I’m so mad, that I say something again. “You’re seriously going to do these kinds of pulls and not even let me put Protect on you?” Still no reply. They pull the 5 Dragonets together, and in the middle of me healing them, I tell my friend privately “If they pull the next boss without letting me protect, I’m backing out of the gate, don’t go inside.”
Our dear Tank does just that. Without word, I step back out. My friend does as well. And without any vocalization, the RDM follows suit. They know what’s about to happen. The Tank is too late. The gate closes as they run to us. The boss kills them. They resurrect. And then they speak, for the first time. “Just kick me.” Hahaha! As if I’m going to reward you for being an absolute dickbag. I inform them that they need to be more considerate of other people, and that I had no time to prepare anything before they just rushed off. They tried to counter “Just Swiftcast+Protect” Oh no honey. I’m not wasting my swiftcast on the likes of you. You tried to play this game, I just played your game back at you.
They insist on just sitting there, waiting for us to kick. Even this random PUG RDM is giving them shit for “Not being nice to the healer.” and I informed them to “Leave and take your penalty.” And I’m salty enough to just sit there and wait. The RDM continues going “If I did this when healing in my static, my ass would have been booted a long time ago.” I and my friend are growing to like this little sassy mage. Before the Tank could continue their argument they had be prattling on about, the RDM initiates a votekick. Now, while I am saltier than the Dead Sea and WILL wait that timer out, I did not want to put this poor PUG and my friend through it, and accepted.  Vote passes, tank disappears from our lives.

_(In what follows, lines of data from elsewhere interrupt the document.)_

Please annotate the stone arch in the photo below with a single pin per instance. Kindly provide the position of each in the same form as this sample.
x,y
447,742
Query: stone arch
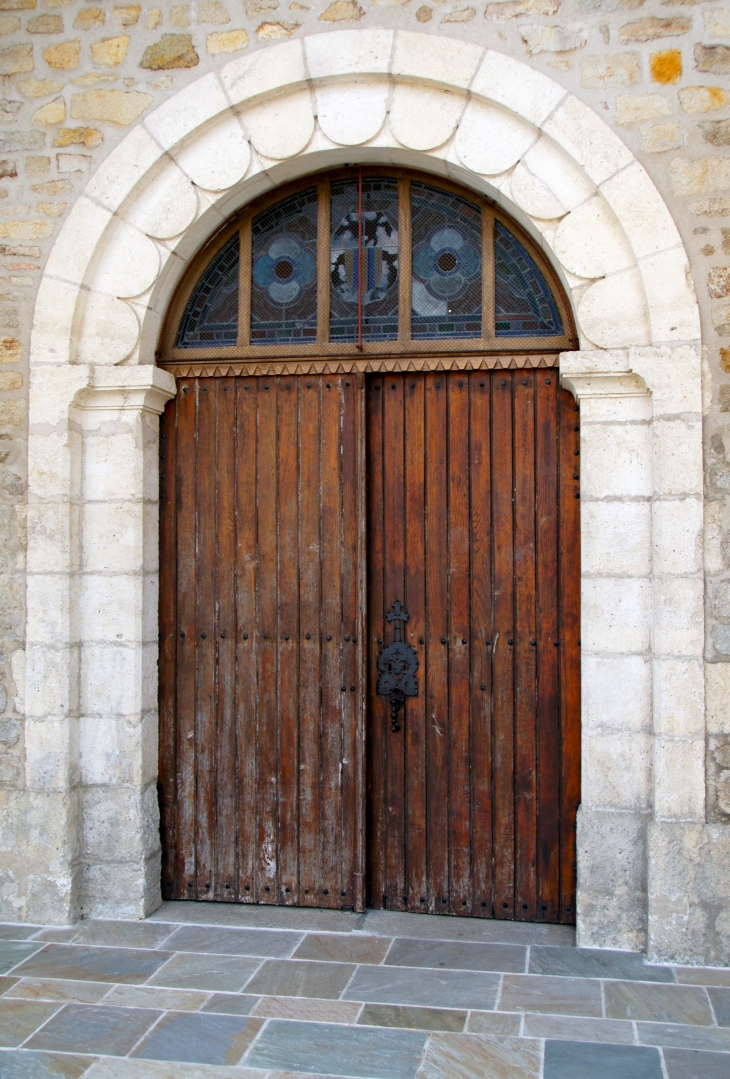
x,y
494,124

We wait for a bit, hoping for a new tank, nothing shows up. We continue to chat, and luckily someone from my Hunt Linkshell came to the rescue, and we finished the rest of the Aery with absolutely no problems.
You do not tell a healer to just “Swiftcast” just because you want to rush ahead. I, while tanking, have always been considerate of my healers. I let them Protect, summon their fairies, shield me, recover MP… because I know what it’s like for tanks like this dipshit to pull this kind of crap. And I will continue to do so. At the same time, continuing to also leave Tanks and DPS to die gruesome deaths for being shitheads.